Stephanie Sushko

When I was a child, there was a woman in my building who baked bread every Sunday. The aroma would begin to waft from beneath the door of apartment 2F in the very early morning, so that you could smell it in your sleep, and it put you in this half-conscious state where you had dreams that you remembered. In the one I had most often I was sitting at a table in a small log cabin in the middle of a forest, one with tall trees like in California, and she was there standing over me, a headless body spreading jam with a long knife carved from wood. The jam was deep red and stained the edge of the knife blade, and slid in fat clumps off the crust with a decadent sound that filled the silence. She was headless because I had never seen her face. 

I tried to stay asleep as long as possible, to prolong the dream, and once I woke up I tried to forget it, because in my real-life kitchen with its green linoleum countertop and the fridge that smelled like cheese, it seemed like one of those embarrassing secrets which you should keep to yourself. So I stood over the table and sawed like a logger through the grey loaves that came in plastic bags from the grocer, and opened the fridge and nearly passed out from the stink. But at least the flat bitterness of it ate into the horrible richness of the baking, took the sheen off the dream. It would be unseemly for me to think of her bread, of her, in that way – whatever way it was – firstly because I was getting too old to dream in fairy tales, and also because she wasn’t the sort of person you were supposed to think about much at all. I didn’t even know her name for sure, only that it was either Ms. Ellismere or Ms. Ellis; she did not arise frequently in the conversations of the adults around me, which was the main way I came to know people’s names. When my father referred to her it was in a practical sense to illustrate the concept of a “good neighbour.” A good neighbour, apparently, was the kind of neighbour you never saw or heard from. 

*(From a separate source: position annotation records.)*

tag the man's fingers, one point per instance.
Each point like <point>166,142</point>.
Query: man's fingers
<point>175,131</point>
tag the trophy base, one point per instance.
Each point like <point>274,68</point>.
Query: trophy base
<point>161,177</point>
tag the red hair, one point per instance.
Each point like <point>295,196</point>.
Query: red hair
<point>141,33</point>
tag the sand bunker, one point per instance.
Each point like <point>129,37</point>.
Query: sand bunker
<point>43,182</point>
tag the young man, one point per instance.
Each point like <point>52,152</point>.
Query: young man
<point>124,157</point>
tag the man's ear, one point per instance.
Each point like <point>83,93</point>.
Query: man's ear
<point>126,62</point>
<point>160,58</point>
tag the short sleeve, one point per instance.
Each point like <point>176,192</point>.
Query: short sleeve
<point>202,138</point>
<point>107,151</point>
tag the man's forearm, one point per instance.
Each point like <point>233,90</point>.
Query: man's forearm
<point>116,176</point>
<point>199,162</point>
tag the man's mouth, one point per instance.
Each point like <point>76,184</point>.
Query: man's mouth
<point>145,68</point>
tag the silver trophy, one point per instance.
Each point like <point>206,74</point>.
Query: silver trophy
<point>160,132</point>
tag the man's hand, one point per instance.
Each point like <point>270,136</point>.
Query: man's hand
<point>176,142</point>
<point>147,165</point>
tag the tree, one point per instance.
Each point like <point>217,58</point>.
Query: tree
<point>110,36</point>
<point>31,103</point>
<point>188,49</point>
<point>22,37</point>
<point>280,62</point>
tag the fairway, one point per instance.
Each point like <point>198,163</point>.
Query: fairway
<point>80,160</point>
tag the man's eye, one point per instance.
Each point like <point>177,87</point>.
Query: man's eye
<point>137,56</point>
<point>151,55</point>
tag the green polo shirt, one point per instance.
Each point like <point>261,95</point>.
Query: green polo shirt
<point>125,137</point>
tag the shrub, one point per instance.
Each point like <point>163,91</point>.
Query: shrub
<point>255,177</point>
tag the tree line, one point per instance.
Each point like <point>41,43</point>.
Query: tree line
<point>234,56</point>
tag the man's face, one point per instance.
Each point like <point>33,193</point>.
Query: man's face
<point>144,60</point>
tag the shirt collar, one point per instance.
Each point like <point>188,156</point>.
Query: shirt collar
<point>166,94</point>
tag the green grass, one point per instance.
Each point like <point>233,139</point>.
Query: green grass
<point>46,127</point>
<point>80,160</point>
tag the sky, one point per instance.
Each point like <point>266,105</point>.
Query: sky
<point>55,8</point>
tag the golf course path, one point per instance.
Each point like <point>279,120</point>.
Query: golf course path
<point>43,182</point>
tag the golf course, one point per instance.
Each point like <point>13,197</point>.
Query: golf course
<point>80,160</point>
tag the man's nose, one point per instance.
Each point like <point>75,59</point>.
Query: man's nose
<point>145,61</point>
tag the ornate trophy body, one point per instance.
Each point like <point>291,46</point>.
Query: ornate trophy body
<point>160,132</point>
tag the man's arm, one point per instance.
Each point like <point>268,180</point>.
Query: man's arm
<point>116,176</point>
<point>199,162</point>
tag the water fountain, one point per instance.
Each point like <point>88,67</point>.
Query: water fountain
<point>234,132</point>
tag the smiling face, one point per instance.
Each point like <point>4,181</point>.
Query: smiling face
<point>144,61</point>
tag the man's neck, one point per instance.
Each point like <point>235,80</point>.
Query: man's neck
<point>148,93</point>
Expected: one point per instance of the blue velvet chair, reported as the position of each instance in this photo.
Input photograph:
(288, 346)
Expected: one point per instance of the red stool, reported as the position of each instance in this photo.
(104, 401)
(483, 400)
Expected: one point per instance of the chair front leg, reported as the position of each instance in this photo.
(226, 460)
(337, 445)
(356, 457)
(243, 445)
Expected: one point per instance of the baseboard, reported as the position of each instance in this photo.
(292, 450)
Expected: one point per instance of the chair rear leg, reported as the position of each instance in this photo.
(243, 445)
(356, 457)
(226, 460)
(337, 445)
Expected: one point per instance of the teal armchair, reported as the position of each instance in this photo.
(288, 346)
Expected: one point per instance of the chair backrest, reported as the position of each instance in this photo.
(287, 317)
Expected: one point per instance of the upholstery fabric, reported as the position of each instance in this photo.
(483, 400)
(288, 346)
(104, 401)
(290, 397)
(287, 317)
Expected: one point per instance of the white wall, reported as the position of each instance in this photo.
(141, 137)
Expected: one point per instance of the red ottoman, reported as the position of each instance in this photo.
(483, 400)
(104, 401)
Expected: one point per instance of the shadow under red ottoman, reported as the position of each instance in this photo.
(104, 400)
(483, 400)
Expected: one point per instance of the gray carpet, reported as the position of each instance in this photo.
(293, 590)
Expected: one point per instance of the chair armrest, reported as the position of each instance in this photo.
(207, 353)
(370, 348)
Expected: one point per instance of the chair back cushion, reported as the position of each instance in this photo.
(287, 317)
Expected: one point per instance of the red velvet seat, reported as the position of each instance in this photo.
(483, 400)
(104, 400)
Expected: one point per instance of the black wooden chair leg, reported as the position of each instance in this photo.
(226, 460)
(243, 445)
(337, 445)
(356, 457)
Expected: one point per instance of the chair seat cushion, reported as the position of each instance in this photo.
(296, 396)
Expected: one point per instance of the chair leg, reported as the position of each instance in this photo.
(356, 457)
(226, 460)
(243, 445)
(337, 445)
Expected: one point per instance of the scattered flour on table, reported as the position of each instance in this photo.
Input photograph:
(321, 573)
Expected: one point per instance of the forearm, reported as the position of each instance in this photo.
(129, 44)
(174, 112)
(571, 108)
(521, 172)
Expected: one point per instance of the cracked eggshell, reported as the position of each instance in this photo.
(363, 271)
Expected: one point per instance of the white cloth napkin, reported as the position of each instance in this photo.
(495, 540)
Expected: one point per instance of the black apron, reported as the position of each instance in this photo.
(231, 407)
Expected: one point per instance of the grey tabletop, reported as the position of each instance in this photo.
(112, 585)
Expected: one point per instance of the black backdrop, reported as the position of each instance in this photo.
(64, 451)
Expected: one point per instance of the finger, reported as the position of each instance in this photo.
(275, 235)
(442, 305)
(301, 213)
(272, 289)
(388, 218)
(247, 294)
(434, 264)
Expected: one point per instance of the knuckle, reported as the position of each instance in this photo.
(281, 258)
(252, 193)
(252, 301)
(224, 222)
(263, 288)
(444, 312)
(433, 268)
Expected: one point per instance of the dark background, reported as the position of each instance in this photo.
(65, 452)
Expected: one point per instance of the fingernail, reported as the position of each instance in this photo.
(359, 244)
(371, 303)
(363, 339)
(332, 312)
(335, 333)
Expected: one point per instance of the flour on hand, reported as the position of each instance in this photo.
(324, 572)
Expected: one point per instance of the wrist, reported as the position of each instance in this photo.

To my friends and I, at least, her ambiguity made her the perfect background character for the elaborate stories we acted out in and around my apartment building, religiously, on weekends and during summer vacation. On days when our plots were to be more ordinary, and we needed her to be simply quaint and good, she was Ms. Ellis, a gardener or sales clerk labouring dutifully in the background, perhaps mentioned once or twice. As Ellismere she was fit for legend, the sort with a quirky cast, minor tragedies, and a light-hearted moral, in which her apartment door would be the entrance to a stone hovel housing a silent yet loyal subject, or a friendly witch. 

I say I was too old to dream in fairy tales, but that didn’t mean I was too old to play them. In this situation no maturity was sacrificed, because there was nothing at all personal about it; it was a mandatory, even methodical activity, an official process wherein everybody was assigned a role, and decisions were made beforehand as to plot and the scope and type of events which could and could not occur. It was, indeed, an exercise in authority: we felt ourselves, as children, to be the rightful namers and dictators of everything in that building, like Adam in the garden. Our Eden was predictable: everything, everyone, was either one thing or another, and they did just what they were supposed to do. She was the woman in apartment 2F, and what she did was make bread. As it was, we wouldn’t be certain of her name, or the way she looked, up until the night they took her away. 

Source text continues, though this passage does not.